The Power of Jingles
Would you like to buy the world a Coke? Maybe keep it company?
Coca Cola’s homage to hippy culture has lived many lives. Originally, the airy, hug-n-feel-goodness of the tune and images wasn’t well-received by two groups. First, flag-waving, apple-pie-loving conservatives saw it as Coke abandoning its place as an iconic beverage choice of patriots and their families. The other group, the streams of youth decried as “hippies,” saw it as another example of corporate America trying to capitalize on their moment. But the jingle outlasted both. Even remerging over the years. Most recently as the a-ha moment for Don Draper in the finale of Mad Men. Love or hate them, jingles are as much a part of culture today as they were back in biblical times. I mean isn’t the Psalm of David a lyrical pitch for the benefits of belief?

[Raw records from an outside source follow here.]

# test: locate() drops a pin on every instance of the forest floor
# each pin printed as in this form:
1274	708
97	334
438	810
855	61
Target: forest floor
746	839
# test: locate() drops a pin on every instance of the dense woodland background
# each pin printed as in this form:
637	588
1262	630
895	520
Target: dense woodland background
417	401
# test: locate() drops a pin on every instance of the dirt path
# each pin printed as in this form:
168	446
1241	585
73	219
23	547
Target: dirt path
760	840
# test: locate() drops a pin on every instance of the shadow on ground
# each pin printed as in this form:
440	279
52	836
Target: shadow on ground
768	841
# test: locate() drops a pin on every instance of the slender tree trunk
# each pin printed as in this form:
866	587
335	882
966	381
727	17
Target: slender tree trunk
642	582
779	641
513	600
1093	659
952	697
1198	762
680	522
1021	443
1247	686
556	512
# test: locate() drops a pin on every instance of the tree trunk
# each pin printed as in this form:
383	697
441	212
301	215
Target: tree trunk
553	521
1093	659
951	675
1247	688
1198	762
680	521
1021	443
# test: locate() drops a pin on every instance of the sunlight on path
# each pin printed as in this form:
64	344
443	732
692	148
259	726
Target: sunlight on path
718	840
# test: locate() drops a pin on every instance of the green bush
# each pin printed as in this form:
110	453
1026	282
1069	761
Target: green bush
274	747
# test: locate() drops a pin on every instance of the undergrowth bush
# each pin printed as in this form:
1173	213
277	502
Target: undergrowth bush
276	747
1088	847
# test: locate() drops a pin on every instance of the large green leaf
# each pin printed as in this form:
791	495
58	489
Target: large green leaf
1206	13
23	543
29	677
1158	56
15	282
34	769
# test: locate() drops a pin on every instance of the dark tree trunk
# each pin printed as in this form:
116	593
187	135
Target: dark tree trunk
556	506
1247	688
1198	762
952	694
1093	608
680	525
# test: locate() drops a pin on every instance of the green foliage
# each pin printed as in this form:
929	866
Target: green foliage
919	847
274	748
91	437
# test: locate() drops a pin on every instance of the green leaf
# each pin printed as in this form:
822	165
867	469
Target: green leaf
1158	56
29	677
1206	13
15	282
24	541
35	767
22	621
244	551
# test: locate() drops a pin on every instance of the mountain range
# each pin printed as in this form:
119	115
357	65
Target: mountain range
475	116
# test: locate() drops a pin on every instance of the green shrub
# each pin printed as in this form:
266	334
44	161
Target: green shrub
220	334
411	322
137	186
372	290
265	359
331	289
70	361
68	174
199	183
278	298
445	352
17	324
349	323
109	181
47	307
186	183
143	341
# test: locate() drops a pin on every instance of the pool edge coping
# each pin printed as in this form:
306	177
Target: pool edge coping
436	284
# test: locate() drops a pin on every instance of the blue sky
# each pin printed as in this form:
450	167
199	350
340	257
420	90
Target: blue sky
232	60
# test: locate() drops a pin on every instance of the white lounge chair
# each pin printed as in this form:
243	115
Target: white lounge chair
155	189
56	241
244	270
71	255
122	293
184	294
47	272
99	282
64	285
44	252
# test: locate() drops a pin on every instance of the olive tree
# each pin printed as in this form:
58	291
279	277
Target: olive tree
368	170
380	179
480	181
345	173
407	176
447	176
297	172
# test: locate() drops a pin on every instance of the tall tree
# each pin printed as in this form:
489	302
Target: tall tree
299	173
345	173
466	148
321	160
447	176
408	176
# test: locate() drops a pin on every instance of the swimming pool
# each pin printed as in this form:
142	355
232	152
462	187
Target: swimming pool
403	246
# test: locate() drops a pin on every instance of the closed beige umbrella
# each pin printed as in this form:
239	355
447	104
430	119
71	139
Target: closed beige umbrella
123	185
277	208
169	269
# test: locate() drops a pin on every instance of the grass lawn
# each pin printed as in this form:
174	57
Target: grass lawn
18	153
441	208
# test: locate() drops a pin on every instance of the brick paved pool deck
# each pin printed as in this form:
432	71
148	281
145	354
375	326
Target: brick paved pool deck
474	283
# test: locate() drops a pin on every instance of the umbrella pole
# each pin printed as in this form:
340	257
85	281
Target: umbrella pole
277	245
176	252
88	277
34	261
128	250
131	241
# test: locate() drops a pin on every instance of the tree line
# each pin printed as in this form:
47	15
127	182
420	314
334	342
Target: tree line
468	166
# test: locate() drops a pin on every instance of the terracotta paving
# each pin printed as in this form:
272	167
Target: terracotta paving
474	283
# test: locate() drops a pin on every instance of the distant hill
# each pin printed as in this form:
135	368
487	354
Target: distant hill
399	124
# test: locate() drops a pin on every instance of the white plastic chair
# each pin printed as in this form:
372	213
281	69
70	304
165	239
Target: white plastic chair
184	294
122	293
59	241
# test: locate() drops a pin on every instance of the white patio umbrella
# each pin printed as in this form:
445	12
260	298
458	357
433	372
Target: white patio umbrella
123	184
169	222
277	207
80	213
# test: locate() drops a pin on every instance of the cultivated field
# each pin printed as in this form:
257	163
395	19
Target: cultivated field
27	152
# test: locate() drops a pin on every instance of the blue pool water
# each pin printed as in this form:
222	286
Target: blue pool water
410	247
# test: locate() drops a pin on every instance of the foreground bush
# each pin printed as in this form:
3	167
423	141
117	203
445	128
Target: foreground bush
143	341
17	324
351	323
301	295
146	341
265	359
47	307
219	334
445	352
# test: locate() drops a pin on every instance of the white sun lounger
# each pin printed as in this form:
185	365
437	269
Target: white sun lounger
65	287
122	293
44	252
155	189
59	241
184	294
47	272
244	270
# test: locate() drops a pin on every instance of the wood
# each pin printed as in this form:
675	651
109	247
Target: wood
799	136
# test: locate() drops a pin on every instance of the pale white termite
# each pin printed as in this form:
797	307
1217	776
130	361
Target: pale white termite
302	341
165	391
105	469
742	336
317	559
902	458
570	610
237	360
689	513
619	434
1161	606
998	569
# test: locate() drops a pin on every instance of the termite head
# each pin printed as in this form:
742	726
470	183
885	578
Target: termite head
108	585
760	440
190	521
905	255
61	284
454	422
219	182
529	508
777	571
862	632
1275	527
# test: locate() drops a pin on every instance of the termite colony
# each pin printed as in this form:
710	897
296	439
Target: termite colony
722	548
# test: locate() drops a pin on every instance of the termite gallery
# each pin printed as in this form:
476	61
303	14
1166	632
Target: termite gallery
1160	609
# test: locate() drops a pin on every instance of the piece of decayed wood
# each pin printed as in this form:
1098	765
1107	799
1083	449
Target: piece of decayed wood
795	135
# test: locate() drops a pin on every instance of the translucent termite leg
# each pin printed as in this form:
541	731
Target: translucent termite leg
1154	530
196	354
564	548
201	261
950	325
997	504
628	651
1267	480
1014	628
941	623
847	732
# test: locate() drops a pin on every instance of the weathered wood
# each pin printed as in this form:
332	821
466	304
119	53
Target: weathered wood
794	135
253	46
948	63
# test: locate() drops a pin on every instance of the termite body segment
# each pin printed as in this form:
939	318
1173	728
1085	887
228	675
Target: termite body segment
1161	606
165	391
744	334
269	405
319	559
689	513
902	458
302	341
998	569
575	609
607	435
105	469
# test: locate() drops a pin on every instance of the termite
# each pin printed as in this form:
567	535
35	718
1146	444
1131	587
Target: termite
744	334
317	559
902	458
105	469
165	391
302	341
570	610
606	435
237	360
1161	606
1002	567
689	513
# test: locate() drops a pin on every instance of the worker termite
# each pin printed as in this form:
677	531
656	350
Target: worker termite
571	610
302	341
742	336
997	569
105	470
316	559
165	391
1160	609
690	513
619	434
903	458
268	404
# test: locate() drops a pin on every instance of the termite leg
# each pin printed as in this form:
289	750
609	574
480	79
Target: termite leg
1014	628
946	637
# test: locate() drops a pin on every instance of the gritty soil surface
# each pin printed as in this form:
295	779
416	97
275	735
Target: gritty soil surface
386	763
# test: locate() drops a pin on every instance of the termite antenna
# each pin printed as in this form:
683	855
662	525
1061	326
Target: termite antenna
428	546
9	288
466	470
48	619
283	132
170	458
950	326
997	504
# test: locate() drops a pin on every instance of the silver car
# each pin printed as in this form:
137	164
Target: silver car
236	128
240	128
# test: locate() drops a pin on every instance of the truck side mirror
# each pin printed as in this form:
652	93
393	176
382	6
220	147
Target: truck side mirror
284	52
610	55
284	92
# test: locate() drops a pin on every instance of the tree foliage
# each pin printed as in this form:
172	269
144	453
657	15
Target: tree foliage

Yes, the advertising jingle has a long, strange history of generating earworms for the masses. The challenge? As with any piece of advertising, it’s to make it memorable. I can remember several from my childhood that have lived word-for-word and rent-free in my head for decades now. The little kid with his fishing rod on the dock singing “My bologna has first name. It’s O-S-C-A-R. My bologna has a second name, it’s M-A-Y-E-R. Oh, I love to eat it every day, and if you ask me why I’ll say, cause’ Oscar Mayer has a way with B-O-L-O-G-N-A!” That one ran frequently during The Wonderful World of Disney. Or, during Saturday morning cartoons, how the Transformers were more than meets the eye. Spoiler alert. They were robots in disguise. And immediately took top seat on the Christmas list.
Now that I’ve dated myself, a more contemporary example would be the jingle’s hipster grandchild: the sting. The jingle in a concentrated form. Short. Catchy. Memorable. I’m sure if I sang “like a good neighbour” that most of you could finish with “State Farm is there.” In 2003, McDonald’s partnered with Justin Timberlake to launch their new “I’m lovin’ it” campaign. The sting, once sung, now lives in its 18th year as a riffed interpretation recognized around the world. Hard to dispute its reach. But its effectiveness? That’s the real juice.
There’s an old cliché about advertising. That no matter how good or bad an ad is, if you remember it, it has done its job. This is just not true. Have you ever taken a mouthful of curdled milk before? Is it a fond milk memory for you? The goal of any good piece of marketing or brand campaign is interaction. Physically. Emotionally. They aim to be a part of your life.
The problem with working in a results-driven industry is that it’s hard to add a hard number to the culture around a brand. Did Coke sell more Coke because they sang of buying the world a Coke? No doubt. But the bigger win in this situation, in any situation where a brand’s jingle or sting becomes a part of mainstream culture, is that you created brand influence. Recognition. It’s part of the contemporary and therefore accepted. Loved. And, most importantly, engaged with. There’s no line in the spreadsheet for that.